Local Man Still Pretending To Like Twin Peaks


THE return of cult classic TV show Twin Peaks to our screens after a 25-year absence has led to a return of Waterford man Cathal McGrannan’s insistence that he loves the show, despite the fact that he rarely has any clue as to what is going on in it.

Debuting in 1990, David Lynch’s disturbing supernatural tale about an FBI agent’s quest to unravel the mystery behind the death of Laura Palmer enthralled and terrified audiences around the world, as well as leaving many people confused as to why people were raving about how great this show that made no sense was.

Having spent his teenage years nodding along when all his friends were talking about how great Twin Peaks was, rather than stand out from the cool crowd and exclaim that he didn’t like it, the now 39-year-old McGrannan was delighted when the show finished up in 1991.

To his dismay, a new season of Twin Peaks launched on Sky Atlantic this week, meaning a return to pretending that he’s ‘cool enough to get it’.

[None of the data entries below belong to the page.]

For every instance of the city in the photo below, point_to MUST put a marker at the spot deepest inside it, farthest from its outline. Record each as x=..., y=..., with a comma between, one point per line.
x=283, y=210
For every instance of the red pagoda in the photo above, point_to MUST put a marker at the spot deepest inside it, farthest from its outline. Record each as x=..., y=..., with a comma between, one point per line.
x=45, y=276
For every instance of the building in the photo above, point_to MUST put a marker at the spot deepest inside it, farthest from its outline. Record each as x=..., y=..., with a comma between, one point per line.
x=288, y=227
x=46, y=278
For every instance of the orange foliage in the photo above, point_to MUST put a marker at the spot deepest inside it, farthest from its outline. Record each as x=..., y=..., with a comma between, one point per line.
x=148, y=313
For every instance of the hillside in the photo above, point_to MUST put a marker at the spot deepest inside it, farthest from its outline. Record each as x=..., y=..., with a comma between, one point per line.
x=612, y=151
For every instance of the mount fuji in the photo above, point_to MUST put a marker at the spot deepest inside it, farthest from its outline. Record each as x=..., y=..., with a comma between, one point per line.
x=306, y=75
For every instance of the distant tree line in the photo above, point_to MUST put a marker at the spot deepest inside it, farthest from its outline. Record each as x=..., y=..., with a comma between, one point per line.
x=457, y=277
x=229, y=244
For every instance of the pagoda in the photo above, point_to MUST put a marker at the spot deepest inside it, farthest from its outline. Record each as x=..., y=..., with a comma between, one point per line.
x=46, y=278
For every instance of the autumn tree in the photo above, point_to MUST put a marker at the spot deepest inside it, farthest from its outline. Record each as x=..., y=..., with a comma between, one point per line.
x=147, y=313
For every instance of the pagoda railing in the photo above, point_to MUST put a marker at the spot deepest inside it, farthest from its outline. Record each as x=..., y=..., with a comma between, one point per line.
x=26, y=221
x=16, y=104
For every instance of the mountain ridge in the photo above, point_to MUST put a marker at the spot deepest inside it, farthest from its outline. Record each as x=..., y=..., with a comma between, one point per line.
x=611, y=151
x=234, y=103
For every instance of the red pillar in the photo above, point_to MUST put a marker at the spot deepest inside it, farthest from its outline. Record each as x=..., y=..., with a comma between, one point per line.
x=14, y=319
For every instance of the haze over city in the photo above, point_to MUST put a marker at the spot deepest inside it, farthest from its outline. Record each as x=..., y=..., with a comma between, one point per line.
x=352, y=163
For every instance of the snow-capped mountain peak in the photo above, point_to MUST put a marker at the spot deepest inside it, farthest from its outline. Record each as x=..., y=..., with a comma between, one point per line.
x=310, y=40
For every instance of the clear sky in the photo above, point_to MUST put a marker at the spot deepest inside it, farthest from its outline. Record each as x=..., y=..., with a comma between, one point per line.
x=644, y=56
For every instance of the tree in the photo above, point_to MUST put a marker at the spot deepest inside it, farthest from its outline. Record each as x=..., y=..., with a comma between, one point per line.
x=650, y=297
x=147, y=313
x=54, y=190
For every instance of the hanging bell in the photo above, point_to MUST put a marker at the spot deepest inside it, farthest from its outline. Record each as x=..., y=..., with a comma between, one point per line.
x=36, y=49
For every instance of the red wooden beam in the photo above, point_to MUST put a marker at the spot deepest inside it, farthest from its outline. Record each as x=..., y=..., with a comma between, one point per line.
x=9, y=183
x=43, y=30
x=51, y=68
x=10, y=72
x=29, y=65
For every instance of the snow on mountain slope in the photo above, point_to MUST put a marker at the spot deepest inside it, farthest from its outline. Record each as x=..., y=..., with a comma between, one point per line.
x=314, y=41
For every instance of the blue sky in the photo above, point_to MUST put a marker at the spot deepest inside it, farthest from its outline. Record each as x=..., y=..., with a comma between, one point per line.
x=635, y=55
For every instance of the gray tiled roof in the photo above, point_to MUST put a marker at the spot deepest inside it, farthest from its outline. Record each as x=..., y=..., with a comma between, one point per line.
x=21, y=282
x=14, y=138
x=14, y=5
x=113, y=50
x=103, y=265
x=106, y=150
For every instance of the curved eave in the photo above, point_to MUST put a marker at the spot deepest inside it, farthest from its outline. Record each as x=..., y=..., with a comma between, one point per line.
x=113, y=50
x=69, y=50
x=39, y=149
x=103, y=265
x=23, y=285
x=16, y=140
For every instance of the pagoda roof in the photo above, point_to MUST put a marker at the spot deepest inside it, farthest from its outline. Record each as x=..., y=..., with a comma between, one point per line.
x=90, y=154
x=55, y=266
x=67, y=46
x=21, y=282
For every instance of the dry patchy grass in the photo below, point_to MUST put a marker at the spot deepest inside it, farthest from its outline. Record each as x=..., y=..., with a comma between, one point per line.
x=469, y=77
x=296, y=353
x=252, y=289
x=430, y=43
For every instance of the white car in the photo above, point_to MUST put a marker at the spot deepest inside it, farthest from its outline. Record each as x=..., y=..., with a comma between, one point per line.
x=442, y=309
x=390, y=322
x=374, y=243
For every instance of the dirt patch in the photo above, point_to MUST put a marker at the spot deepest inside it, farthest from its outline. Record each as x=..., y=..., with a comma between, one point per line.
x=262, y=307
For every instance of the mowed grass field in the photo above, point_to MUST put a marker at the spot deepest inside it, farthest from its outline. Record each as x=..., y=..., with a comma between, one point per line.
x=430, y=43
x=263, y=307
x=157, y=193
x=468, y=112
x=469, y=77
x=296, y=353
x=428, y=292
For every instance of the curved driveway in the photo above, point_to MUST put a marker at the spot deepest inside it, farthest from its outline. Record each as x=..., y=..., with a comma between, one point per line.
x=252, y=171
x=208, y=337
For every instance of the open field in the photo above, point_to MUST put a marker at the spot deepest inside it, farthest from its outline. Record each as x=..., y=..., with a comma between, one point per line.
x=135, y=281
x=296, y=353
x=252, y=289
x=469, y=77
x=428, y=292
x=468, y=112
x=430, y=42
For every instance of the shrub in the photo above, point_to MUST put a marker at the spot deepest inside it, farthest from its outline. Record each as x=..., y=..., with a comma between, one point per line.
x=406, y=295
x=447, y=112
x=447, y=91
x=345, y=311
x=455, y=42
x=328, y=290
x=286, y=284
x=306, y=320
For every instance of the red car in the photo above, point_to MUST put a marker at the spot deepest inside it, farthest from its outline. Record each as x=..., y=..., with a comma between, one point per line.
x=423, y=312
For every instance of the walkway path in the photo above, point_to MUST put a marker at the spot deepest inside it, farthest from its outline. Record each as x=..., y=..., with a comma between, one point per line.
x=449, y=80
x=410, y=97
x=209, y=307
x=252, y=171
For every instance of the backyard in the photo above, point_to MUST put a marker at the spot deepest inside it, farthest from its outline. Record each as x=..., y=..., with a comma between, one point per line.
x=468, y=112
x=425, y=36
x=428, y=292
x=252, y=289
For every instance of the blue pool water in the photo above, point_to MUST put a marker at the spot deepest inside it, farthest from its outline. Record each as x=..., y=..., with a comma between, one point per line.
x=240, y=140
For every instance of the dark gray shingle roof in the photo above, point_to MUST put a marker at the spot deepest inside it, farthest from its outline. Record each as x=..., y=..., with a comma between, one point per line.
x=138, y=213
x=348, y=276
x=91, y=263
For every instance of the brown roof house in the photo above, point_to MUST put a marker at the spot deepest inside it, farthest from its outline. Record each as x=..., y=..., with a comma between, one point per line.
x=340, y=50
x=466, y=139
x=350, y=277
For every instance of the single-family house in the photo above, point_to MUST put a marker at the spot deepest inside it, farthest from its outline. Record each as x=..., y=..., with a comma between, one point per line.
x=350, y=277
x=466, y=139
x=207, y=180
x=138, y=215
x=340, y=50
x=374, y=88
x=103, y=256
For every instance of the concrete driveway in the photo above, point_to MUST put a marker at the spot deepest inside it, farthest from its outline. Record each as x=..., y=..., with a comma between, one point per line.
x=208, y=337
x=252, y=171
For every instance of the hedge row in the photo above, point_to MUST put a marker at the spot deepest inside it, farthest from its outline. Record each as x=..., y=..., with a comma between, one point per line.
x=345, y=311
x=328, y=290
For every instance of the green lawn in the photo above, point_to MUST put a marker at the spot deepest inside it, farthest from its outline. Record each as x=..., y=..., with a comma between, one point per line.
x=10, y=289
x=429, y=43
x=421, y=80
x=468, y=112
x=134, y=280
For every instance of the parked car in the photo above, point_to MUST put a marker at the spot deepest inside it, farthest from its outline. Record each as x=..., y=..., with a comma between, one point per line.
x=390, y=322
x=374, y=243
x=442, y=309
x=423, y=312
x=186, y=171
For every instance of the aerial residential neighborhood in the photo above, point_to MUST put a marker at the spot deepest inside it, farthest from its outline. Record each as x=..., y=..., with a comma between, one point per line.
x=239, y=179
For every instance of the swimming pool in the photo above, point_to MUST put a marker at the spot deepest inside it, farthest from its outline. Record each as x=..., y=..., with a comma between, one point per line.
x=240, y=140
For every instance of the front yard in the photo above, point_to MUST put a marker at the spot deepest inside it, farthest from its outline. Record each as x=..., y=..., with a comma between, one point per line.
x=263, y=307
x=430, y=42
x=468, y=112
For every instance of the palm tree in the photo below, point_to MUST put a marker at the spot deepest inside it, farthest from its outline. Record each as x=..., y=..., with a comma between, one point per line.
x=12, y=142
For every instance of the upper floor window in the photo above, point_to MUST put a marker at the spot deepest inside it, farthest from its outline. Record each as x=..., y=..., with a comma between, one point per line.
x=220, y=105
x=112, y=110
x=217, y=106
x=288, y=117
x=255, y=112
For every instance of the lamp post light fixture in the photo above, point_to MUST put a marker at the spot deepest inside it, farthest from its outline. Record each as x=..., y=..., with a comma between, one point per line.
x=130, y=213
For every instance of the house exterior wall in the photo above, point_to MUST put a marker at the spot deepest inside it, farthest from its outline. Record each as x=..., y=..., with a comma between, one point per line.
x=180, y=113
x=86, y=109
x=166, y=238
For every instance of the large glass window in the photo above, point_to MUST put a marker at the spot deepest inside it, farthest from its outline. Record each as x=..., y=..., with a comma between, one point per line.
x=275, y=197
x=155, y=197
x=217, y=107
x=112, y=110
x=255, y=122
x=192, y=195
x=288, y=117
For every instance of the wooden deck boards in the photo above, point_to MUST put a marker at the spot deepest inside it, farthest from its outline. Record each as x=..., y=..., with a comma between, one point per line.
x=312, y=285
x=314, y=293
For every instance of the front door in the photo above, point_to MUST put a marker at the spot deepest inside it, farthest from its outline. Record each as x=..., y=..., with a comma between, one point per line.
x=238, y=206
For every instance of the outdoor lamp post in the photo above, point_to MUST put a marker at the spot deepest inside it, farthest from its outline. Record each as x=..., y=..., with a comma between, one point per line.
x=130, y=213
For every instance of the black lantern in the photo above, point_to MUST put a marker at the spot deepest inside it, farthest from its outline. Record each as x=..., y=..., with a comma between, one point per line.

“I thought I was done with all these fucking dwarves and what-not,” sighed McGrannan, joylessly sitting down to endure the latest episodes.

“Why can’t everyone just like simple TV shows, like The A-Team or the news. Now I have to sit through 18 fucking episodes of this nonsense, just so I’ll be able to join in the conversation with the cool lads at work. Oh look, a half-eaten bun in a shoe. That’s probably got some real deep meaning, I suppose”.

Following the episode, McGrannan spent the rest of the evening writing up his conversation about it, making sure to include the phrase ‘dark American nightmare’ at least 57 times.